3. Ma ecco nel nostro Salmo una svolta decisiva. Se il denaro non riesce a «riscattarci» dalla morte (cfr Sal 48,8-9), c’è, però, uno che può redimerci da quell’orizzonte oscuro e drammatico. Dice, infatti, il Salmista: «Dio potrà riscattarmi, mi strapperà dalla mano della morte» (v. 16).
Si apre, così, per il giusto, un orizzonte di speranza e di immortalità. Alla domanda posta all’inizio del Salmo («Perché temere?»: v. 6), viene data adesso la risposta: «Se vedi un uomo arricchirsi, non temere» (v. 17).
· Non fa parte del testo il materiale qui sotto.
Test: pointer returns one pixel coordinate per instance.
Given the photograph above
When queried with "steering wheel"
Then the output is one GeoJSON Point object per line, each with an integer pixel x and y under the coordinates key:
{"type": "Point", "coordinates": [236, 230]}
4. Il giusto, povero e umiliato nella storia, quando giunge alla frontiera ultima della vita, è senza beni, non ha nulla da versare come «riscatto» per fermare la morte e sottrarsi al suo gelido abbraccio. Ma ecco la grande sorpresa: Dio stesso versa un riscatto e strappa dalle mani della morte il suo fedele, perché Egli è l’unico che può vincere la morte, inesorabile nei confronti delle creature umane.
Per questo il Salmista invita a «non temere» e a non invidiare il ricco sempre più arrogante nella sua gloria (cfr ibid.) perché, giunto alla morte, sarà spogliato di tutto, non potrà portare con sé né oro né argento, né fama né successo (cfr vv. 18-19). Il fedele, invece, non sarà abbandonato dal Signore, che gli indicherà «il sentiero della vita, gioia piena alla sua presenza, dolcezza senza fine alla sua destra» (cfr Sal 15,11).
5. E allora potremmo porre, a conclusione della meditazione sapienziale del Salmo 48, le parole di Gesù che ci delinea il vero tesoro che sfida la morte: «Non accumulatevi tesori sulla terra, dove tignuola e ruggine consumano e dove ladri scassinano e rubano; accumulatevi invece tesori nel cielo, dove né tignuola né ruggine consumano, e dove ladri non scassinano e non rubano. Perché là dov’è il tuo tesoro, sarà anche il tuo cuore» (Mt 6,19-21).
6. Sulla scia delle parole di Cristo, sant’Ambrogio nel suo Commento al Salmo 48 ribadisce in modo netto e fermo l’inconsistenza delle ricchezze: «Sono tutte cose caduche e fanno più presto ad andarsene di quanto sono venute. Un tesoro di questo tipo non è che un sogno. Ti svegli ed è già scomparso, perché l’uomo che riuscirà a smaltire la sbornia di questo mondo e ad appropriarsi la sobrietà della virtù, disprezza tutte queste cose e non dà valore alcuno al denaro» (Commento a dodici salmi, n. 23: SAEMO, VIII, Milano-Roma 1980, p. 275).
7. Il Vescovo di Milano invita quindi a non lasciarsi ingenuamente attrarre dalle ricchezze e dalla gloria umana: «Non aver timore, nemmeno quando sentirai che si è ingigantita la gloria di qualche potente casato! Sappi guardare a fondo con attenzione, e ti apparirà vuota se non ha con sé una briciola della pienezza della fede». Di fatto, prima che venisse Cristo, l’uomo era rovinato e vuoto: «La rovinosa caduta di quell’antico Adamo ci ha svuotati, ma ci ha riempiti la grazia di Cristo. Egli ha svuotato se stesso per riempire noi e per far abitare nella carne dell’uomo la pienezza della virtù». Sant’Ambrogio conclude che proprio per questo ora, con san Giovanni, possiamo esclamare: «Dalla sua pienezza noi tutti abbiamo ricevuto e grazia su grazia» (Gv 1,16) (cfr ibid.).